I was a twelve-year-old boy when I found myself laying on the ground outside my middle school, crying and screaming because my arm had just snapped like a twig, loudly enough that I knew it was broken by the sound before I'd even begun to feel it.
This wasn't an accident. I'd been shoved into that wall by a gang of knuckleheads just as I was stepping out of school for the day, heading towards my bike and a wonderful reprieve from the torment I suffered through every day.
And I hadn't done anything to deserve it.
This wasn't, of course, the first such bit of fun I'd received at the hands of these people- a week prior to this, they'd attempted (unsuccessfully) to throw me in a dumpster behind a grocery store. Prior to that, I'd been body-checked into lockers, had my chocolate milk dumped on me, and, of course, simply mocked until I wanted to just leave and never come back.
I had virtually no friends, save one, and I spent all my time at home. I'd never done anything to hurt anyone. Why the cruelty?

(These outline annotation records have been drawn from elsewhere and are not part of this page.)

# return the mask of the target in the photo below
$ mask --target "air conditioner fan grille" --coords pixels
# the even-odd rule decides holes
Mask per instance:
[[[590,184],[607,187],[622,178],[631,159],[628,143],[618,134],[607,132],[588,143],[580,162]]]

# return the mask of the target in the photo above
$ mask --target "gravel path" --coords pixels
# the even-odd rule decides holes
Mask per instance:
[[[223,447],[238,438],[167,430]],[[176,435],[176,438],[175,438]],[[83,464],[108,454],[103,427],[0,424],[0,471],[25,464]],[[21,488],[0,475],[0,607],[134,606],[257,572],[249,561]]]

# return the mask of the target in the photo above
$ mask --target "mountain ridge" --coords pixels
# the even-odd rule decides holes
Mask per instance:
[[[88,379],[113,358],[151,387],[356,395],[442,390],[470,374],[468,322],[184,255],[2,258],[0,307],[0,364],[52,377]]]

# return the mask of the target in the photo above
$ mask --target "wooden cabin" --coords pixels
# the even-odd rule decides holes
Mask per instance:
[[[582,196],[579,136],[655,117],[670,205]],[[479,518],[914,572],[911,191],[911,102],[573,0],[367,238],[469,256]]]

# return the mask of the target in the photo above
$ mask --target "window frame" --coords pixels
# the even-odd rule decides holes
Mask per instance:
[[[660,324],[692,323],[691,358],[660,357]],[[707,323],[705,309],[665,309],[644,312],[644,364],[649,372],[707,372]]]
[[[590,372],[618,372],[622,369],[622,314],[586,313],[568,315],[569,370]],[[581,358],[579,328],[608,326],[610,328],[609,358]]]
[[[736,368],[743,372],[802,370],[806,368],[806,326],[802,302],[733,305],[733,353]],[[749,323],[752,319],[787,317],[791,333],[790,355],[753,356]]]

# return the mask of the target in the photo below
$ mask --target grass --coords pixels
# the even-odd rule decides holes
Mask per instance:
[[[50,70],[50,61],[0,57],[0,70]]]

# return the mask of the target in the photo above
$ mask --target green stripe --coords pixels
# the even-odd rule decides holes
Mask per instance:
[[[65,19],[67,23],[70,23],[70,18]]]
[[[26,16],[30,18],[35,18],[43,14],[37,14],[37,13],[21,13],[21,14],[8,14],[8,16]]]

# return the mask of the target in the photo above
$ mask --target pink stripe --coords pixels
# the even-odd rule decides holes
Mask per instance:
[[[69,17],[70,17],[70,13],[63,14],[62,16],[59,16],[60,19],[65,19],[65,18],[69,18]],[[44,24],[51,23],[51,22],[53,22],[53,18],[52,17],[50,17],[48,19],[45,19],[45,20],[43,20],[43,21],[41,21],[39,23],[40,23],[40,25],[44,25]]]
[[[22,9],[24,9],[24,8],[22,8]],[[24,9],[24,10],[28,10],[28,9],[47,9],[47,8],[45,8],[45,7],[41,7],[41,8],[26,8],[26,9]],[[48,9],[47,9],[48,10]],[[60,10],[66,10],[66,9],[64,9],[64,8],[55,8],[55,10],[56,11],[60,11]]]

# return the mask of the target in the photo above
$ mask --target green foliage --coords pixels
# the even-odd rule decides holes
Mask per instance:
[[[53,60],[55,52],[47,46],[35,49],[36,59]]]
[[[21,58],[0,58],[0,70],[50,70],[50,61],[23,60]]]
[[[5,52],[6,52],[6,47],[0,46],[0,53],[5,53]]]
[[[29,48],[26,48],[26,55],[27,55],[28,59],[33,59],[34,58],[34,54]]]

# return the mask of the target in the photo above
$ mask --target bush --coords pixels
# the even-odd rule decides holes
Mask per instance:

Because I was delicately thin, maybe. Or my predilection for really big words (like "predilection.") Or my admittedly high, effeminate voice. Or the way I sucked up to teachers, my fondness for art, or the way that I used to cry- yes, cry- if I was teased or pushed around enough.
Predictably, they called me "faggot." It was practically a form of punctuation for them.
I wasn't, however, gay- actually, I was crazy in love with this girl named Abby... but that's neither here nor there.
It wouldn't have been right to tease me, beat me up, follow me home from school, even if I HAD been gay. But to kids, there's a difference. Children live in a world of simple logic, good guys and bad guys, people who are okay to make fun of, and people who aren't. And "gay" people, whether they're actually gay, or just Trekkies who never really understood football, are okay to be the target of such boys-will-be-boys posturing.
And they learn this from their parents. They glean subtle cues, they listen when you're talking, and they extrapolate on it. And since every middle school is fucking Lord of the Flies with passing periods, they're not content to keep their contempt seething behind composed faces and platitudes. Instead, they belt you in the nose and make your life a living hell that parents seem completely incapable of remembering by the time they're 30.
But being a kid- being a geeky kid- is hell. The kind of hell where you're always walking fast, shoulders hunched, head down, trying not to be seen or caught. The kind where a momentary daydream about saving Abby from a group of terrorists by crawling through air vents gets interrupted with an outstretched leg and a helpful shove to send your chin into the carpet. The kind of hell where you can't even change clothes for gym class, not because you're ashamed of your body, but because you're terrified of the vulnerability that will result from having your shirt over your face for even the briefest of seconds.
As long as society keeps implying that some people are less than other people, as long as we can rationalize some things away as being "choices" or "moral weakness" or simple oddity, people will keep passing that on to their children. And those snarling terrors with clenched fists in the hallways are nothing but the physical embodiment of their parents' souls, doing in person what mommy and daddy do at the ballot box, or with their wallets.
Kids don't have to be bastards, not like this. Kids don't have to grow up knowing that it's okay to pick on people if they're a certain way.
And I'm lucky- my only real crime was being sensitive and slight of frame. I'm well over six feet tall now, and my sarcasm can eat through bone. But if you're a homosexual adult, every day is junior high. Every day is a new opportunity for someone to trip you up or knock you down or strip your rights or treat you unfairly, not because of what you've done, but because of who you are.
Our children see the hypocrisy of our message when we say "all men are created equal" and act differently. And until we really join hands and acknowledge that we're all the same, all deserving, all equal, gym class is going to be Thunderdome for little kids with a fondness for Spock.
Saying "fag" should be grounds for suspension, just like it would be if they called someone a "nigger." And our society needs to tell people that stuff like this IS NOT OKAY.
People who remember childhood as an idyllic time were obviously never children. And people who think that they're letting gays slide with some hedonistic life of fun and sex are forgetting what it's like to be the one getting picked on.